His 7-page speech concluded on the note that the “success of the seminar will depend on the extent to which the organisers are able to impress on the participants the three powers and capacities that alone can effect, in their conjunction, the great task of transformation to which we are committed: the capacity for self-exceeding; the power of vision and of projection into the future, and; adaptability to changing conditions, and an effectuating will to realise the practical programmes of modernization put up for our consideration at the seminar.”
The Birth of Tripartism
Then Minister for Labour and Foreign Affairs S. Rajaratnam also spoke of tripartism or the coming together of various parties to ensure Singapore’s and its people’s prosperity.
“I believe that modernization and rapid economic development can be put through in Singapore with the least sacrifice and least discomfort if the operation is undertaken as a joint effort by Government, enterpreneurs and workers.
“This means that all three must make modernization and economic development their common objective and overriding consideration. This is not to deny conflict of interests. But such conflicts will generally arise in regard to how the fruits of economic development should be divided.
“But there should be no conflict or disagreement over the need for rapid and sustained economic growth. No sectional demand or sectional conflict should be allowed to hamper the impetus to economic growth provided by recent measures and legislation initiated by the Government.”
Pioneers of Change
At the closing session of the Plenary, Seminar Chairman C.V. Devan Nair declared that the Modernization Seminar was going to be a turning point for the Labour Movement.

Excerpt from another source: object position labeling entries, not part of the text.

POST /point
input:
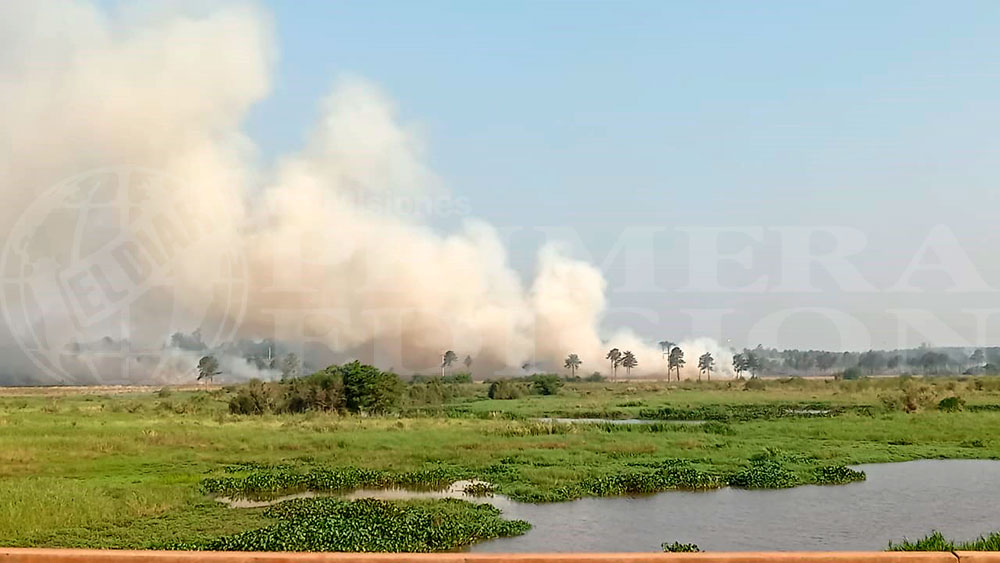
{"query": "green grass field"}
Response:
(124, 470)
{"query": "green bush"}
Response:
(506, 389)
(763, 474)
(370, 390)
(678, 547)
(370, 525)
(837, 475)
(851, 374)
(935, 541)
(951, 404)
(255, 397)
(546, 384)
(277, 479)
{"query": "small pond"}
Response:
(960, 498)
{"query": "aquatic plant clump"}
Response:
(837, 475)
(935, 541)
(763, 474)
(760, 411)
(479, 489)
(274, 480)
(369, 525)
(678, 547)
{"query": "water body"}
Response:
(960, 498)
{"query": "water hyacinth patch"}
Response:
(369, 525)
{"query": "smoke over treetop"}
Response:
(321, 251)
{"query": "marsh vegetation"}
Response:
(143, 468)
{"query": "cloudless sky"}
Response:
(884, 116)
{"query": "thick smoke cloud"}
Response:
(324, 242)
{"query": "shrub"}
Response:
(951, 404)
(253, 398)
(370, 390)
(851, 374)
(936, 541)
(763, 474)
(505, 389)
(368, 525)
(678, 547)
(321, 391)
(545, 384)
(479, 489)
(837, 475)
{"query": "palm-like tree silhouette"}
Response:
(665, 347)
(615, 356)
(572, 363)
(706, 363)
(629, 361)
(447, 359)
(675, 361)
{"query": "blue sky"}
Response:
(594, 116)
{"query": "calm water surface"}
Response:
(961, 498)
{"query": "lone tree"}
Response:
(665, 347)
(629, 361)
(751, 363)
(615, 356)
(739, 365)
(675, 361)
(447, 359)
(572, 363)
(978, 358)
(208, 368)
(706, 363)
(291, 367)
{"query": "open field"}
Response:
(127, 470)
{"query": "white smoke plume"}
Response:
(328, 252)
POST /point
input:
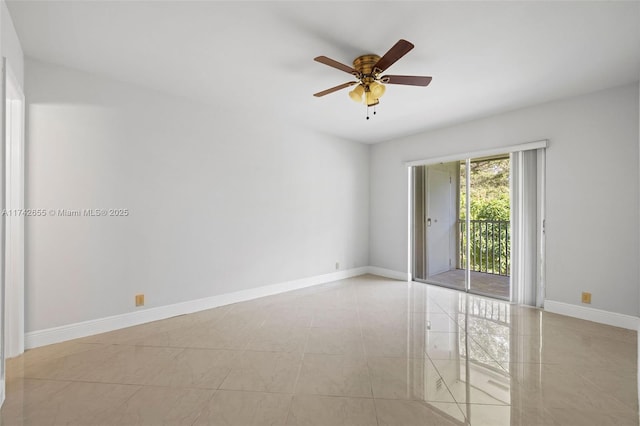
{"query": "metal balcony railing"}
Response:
(490, 246)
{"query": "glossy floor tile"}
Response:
(360, 351)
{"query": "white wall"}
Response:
(592, 191)
(10, 44)
(219, 201)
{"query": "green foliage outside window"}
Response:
(489, 214)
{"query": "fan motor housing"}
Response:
(364, 64)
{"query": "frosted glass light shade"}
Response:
(377, 89)
(356, 94)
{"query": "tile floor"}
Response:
(361, 351)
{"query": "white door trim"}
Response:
(14, 109)
(484, 153)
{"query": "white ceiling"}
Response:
(485, 57)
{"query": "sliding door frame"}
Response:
(466, 157)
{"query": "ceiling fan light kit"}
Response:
(367, 70)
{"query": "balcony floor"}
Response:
(483, 283)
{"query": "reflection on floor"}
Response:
(366, 351)
(489, 284)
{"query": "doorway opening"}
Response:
(462, 225)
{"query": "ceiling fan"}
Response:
(367, 70)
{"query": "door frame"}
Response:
(14, 152)
(541, 266)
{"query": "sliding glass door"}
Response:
(461, 231)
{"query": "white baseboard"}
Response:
(49, 336)
(591, 314)
(389, 273)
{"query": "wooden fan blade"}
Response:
(334, 89)
(401, 48)
(335, 64)
(410, 80)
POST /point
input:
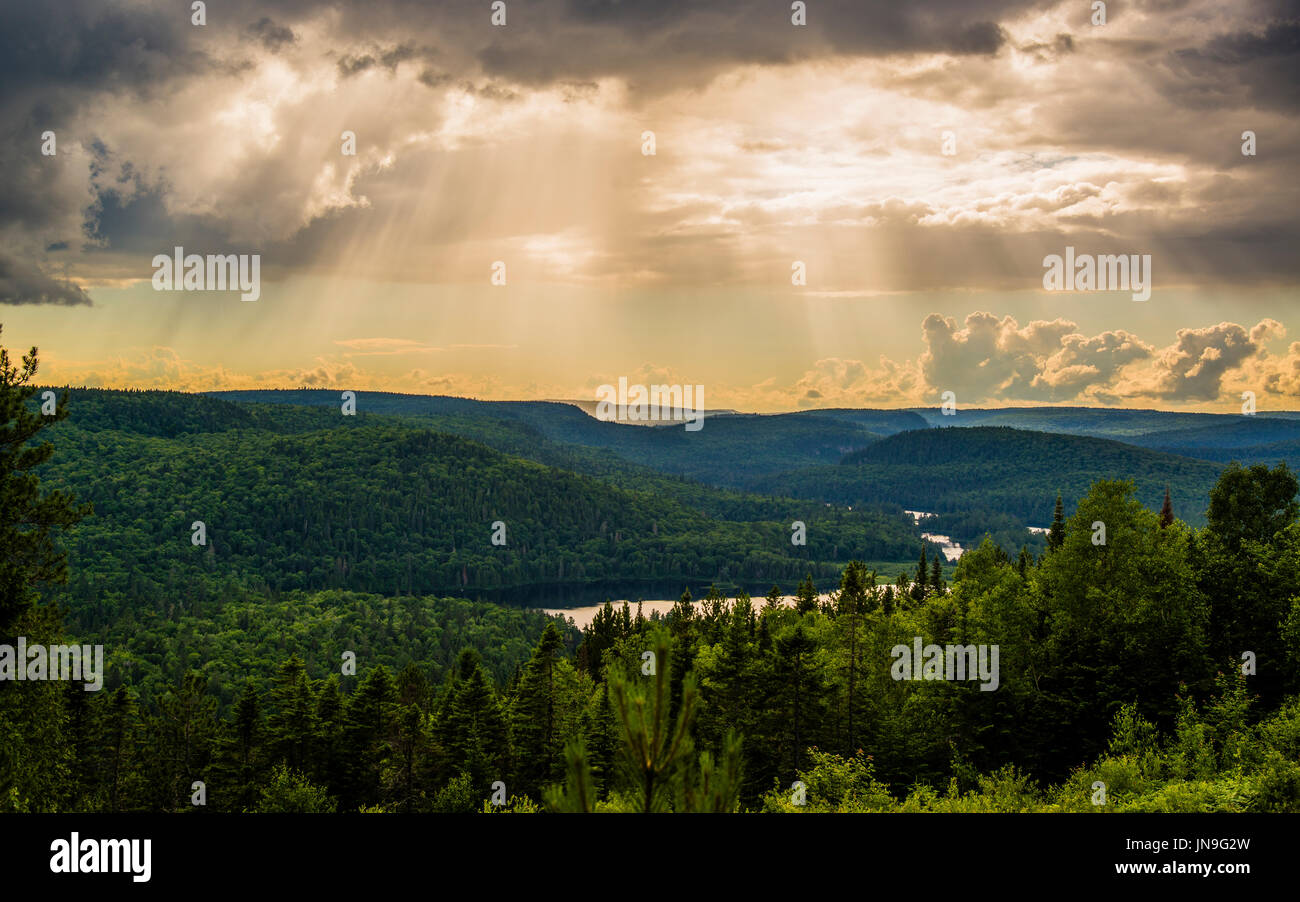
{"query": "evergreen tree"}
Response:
(805, 597)
(534, 732)
(918, 582)
(1056, 534)
(27, 517)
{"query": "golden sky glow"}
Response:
(774, 143)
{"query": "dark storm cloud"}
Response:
(21, 283)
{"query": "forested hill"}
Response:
(731, 450)
(1001, 471)
(371, 504)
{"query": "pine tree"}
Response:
(27, 519)
(657, 754)
(805, 597)
(533, 718)
(1056, 536)
(291, 724)
(798, 694)
(368, 734)
(918, 584)
(852, 606)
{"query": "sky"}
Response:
(917, 161)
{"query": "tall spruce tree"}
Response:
(1056, 534)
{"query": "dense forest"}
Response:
(1160, 663)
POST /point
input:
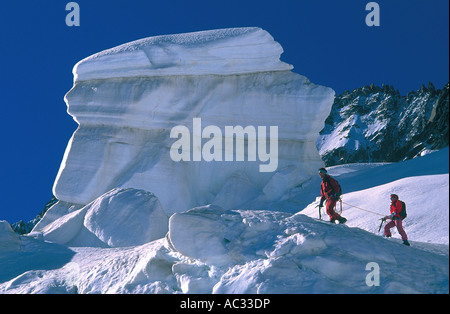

“The hopes of the organisers of this Seminar have, it seems to me, been more than realised. Such a Seminar would have been unthinkable five or ten years ago in the days of 50-cent trade unionism. For the first time in the history of the trade union movement in this Republic, and in this part of the world, trade unionists gathered together to discuss in a serious, sober and responsible way the past, the present and the future outlook of organized labour.
“As I remarked in one of the Workshops, it is only Scene I, Act 1 of the whole process of modernization. There are many more acts to go through and several more scenes to go before organised labour can claim that it has achieved the break through into the dimension of modernization,” he added.
He went on to say that something that would be true today, because the voices at the Seminar were indeed pioneers of change.
“If the labour movement emerges as a powerful, influential and modernized organisation in the years to come, all of us who have contributed to the Seminar here will go down in history as the pioneers of change, of the creators of a new era for organised labour, and that is a much more worthy distinction than to go down in history as merely a bunch of ineffective clowns, who achieved nothing more than to engage for the last three days in talking shop.”